Information loss from dimensionality reduction in 5D-Gaussian spectral data
A. Schelle, H. Lüling
TL;DR
The paper addresses information loss when projecting high-dimensional Gaussian spectral data to lower-dimensional representations used in AI analytics. It models spectral data with Gaussian statistics and Shannon entropy, employing Monte Carlo sampling to compare correlated (conditional) and uncorrelated entropies under dimensionality reduction. The main finding is that the relative information loss for correlated entropy remains below $1\%$ for moderate to large sample sizes, while uncorrelated entropy can exhibit higher losses; as sample size grows, the loss tends toward zero. The work supports the reliability of 2D reductions in spectral analytics for disease diagnostics and highlights the need for deeper analyses to explain incorrect predictions beyond projection effects.
Abstract
Understanding the loss of information in spectral analytics is a crucial first step towards finding root causes for failures and uncertainties using spectral data in artificial intelligence models built from modern complex data science applications.
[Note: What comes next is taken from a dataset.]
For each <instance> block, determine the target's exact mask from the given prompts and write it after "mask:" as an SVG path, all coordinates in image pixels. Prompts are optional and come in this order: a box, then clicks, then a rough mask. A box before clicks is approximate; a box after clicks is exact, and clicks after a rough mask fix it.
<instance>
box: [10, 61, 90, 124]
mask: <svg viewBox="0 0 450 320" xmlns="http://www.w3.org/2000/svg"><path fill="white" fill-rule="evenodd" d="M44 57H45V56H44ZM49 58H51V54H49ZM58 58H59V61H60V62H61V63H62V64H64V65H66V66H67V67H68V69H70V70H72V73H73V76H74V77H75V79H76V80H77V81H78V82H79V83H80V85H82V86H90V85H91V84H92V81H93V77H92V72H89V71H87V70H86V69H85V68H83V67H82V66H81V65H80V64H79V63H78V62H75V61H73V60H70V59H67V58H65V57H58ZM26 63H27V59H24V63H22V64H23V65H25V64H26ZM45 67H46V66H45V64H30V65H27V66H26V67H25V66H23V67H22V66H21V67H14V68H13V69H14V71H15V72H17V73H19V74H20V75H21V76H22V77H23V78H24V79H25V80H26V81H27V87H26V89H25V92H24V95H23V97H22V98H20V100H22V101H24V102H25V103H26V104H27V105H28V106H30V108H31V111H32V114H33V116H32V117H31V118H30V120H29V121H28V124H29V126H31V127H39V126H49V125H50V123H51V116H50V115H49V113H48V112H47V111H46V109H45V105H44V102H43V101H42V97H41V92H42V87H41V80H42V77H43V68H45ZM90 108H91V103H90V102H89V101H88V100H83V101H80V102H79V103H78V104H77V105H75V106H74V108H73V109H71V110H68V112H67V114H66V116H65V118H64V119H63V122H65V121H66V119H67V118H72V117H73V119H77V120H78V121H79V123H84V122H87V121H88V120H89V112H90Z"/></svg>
Here, we show from an elementary Shannon entropy model analysis with quantum statistics of Gaussian distributed spectral data, that the relative loss of information from dimensionality reduction due to the projection of an initial five-dimensional dataset onto two-dimensional diagrams is less than one percent in the parameter range of small data sets with sample sizes on the order of few hundred data samples. From our analysis, we also conclude that the density and expectation value of the entropy probability distribution increases with the sample number and sample size using artificial data models derived from random sampling Monte Carlo simulation methods.